Today marks the winter solstice: the shortest day and longest night of the year.  There will only be about 9 hours of daylight today but from this point on, days will be getting longer. Yay! People may not know that we have a tool right here in Elmira to help us mark this auspicious day. Anyone who has visited the Elmira Savings Bank at 333 E. Water Street, has probably seen the large, triangular metal sculpture in the plaza outside. For a long time, I assumed it was just a big piece of art and gave it no more thought. It actually was created to mark the solstices and equinoxes.

The Sun Triangle

The Sun Triangle, as it is called, was erected in March 1977 by the Arnot Realty Corporation. It was created as part of Elmira’s city beautification program following the 1972 flood that devastated much of downtown.

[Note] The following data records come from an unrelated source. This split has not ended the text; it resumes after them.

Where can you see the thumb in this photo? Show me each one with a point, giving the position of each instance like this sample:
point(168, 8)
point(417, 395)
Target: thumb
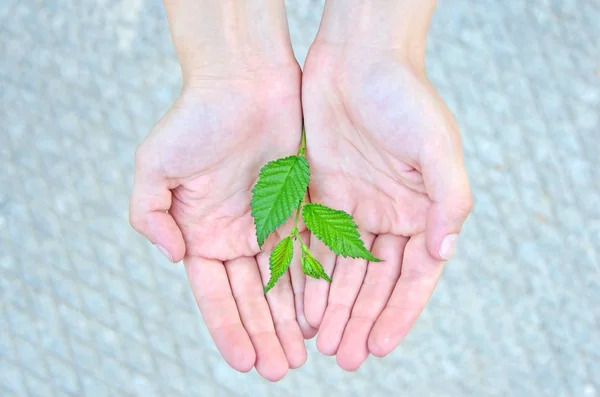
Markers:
point(447, 186)
point(148, 209)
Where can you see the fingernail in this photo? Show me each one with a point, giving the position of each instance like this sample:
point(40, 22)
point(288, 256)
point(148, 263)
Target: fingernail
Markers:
point(448, 245)
point(163, 251)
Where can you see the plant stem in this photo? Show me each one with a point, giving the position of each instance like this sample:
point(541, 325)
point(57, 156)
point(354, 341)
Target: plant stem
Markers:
point(302, 150)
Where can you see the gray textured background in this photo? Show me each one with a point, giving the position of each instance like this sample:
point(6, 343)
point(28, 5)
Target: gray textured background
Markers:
point(89, 309)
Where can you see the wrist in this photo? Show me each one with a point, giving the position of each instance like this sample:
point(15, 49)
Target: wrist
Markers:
point(359, 27)
point(229, 37)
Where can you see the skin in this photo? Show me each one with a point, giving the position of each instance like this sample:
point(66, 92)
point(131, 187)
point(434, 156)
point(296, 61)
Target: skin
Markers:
point(384, 147)
point(381, 144)
point(240, 108)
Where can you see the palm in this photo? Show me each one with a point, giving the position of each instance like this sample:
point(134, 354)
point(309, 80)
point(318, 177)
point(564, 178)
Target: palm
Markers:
point(371, 129)
point(191, 196)
point(215, 161)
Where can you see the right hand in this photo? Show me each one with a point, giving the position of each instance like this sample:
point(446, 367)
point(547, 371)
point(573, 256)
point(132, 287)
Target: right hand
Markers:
point(193, 179)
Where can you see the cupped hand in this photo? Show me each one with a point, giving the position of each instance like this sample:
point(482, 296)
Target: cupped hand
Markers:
point(382, 146)
point(193, 179)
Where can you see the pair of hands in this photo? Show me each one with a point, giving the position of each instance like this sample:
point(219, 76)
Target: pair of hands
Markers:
point(381, 145)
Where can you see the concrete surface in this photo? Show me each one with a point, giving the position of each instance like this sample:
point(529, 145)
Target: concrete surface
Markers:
point(89, 309)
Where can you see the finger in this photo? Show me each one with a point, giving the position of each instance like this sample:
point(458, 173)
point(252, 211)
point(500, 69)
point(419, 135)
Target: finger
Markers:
point(298, 285)
point(247, 288)
point(346, 281)
point(374, 293)
point(149, 204)
point(317, 291)
point(281, 302)
point(419, 276)
point(447, 185)
point(210, 286)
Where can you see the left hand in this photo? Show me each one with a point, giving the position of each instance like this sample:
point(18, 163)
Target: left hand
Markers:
point(382, 146)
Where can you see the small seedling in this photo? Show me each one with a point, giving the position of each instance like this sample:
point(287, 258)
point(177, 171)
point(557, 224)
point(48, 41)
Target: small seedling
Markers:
point(281, 188)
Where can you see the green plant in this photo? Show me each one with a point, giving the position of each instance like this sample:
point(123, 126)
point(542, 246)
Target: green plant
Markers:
point(281, 189)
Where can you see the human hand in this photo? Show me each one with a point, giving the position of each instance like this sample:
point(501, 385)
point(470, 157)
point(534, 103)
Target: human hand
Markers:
point(193, 179)
point(382, 146)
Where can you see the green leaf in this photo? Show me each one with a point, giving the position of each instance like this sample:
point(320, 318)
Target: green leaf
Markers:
point(281, 186)
point(311, 267)
point(280, 260)
point(337, 230)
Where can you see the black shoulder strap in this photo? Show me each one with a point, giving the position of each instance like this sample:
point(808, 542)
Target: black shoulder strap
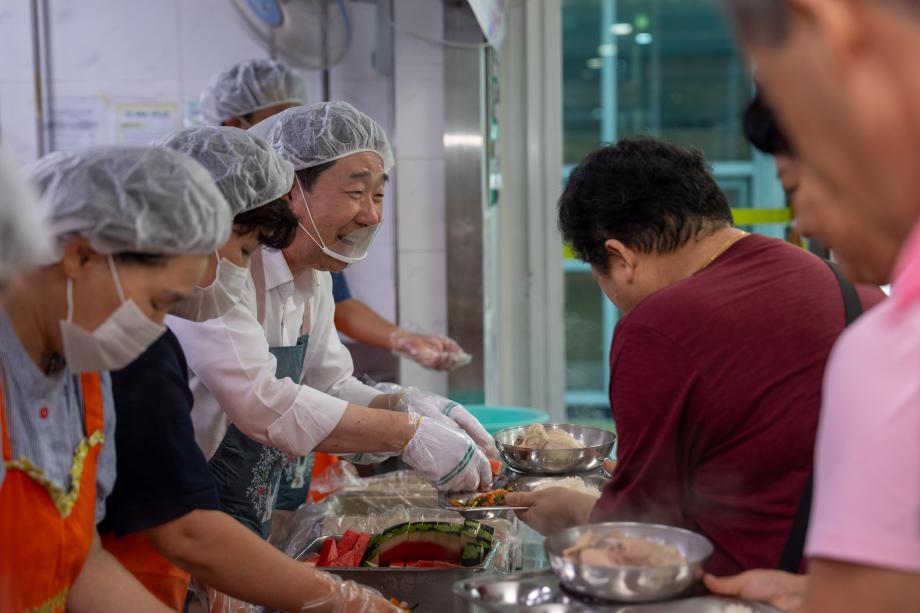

The triangle was designed by scientist and sculptor Dr. Athelstan Spilhaus of Washington, D.C. and built by metal fabricators in Brooklyn, New York. The skin is made of 1/8 inch stainless steel that has been polished to a mirror finish.

View of the Sun Triangle from Water Street
The triangle stands 34 feet tall and its base is bolted to a 16-ton buried concrete block to keep it standing. Our archives has a wonderful little booklet produced by the Elmira Savings Bank that explains the geometry of the triangle: “The two acute angles of the triangle are 23 ½ degrees, the obtuse angle 133 degrees. 23 ½ degrees is the angle by which the axis of the earth is tilted in relation to the plane of its orbit around the sun. A triangle of the same configuration could be used to indicate the sun’s noon positions anywhere on earth. Only the angle of its base to the earth would have to be changed to make it accurate in its given latitude.”

Diagram from the Elmira Savings Bank’s
booklet about the Sun Triangle.

So, how does it work? The top edge of the triangle points to the sun’s noon position at the spring and fall equinoxes, about March 21 and September 22. The bottom edge points to the sun’s lowest noon position, at the winter solstice, about December 21. And the steepest edge points to the sun’s highest noon position, at the summer solstice, about June 21. Conveniently, there’s a plaque on the ground right next to the Sun Triangle explaining all this.

Plaque near the base of the Sun Triangle

This year, the solstice officially falls on December 21 at 11:49pm (EST). Unfortunately, it looks like it may be too cloudy today to actually see the sun at local noon. It might be worth the short walk from the museum to take a look, though. Happy Winter Solstice!

I wonder if we'll see the sun this solstice


  1. How awesome to have this sun triangle right in Elmira's downtown!

  2. That is wicked cool! Now we can set a destination for Spring! to check it out and all the other awesome things in Elmira.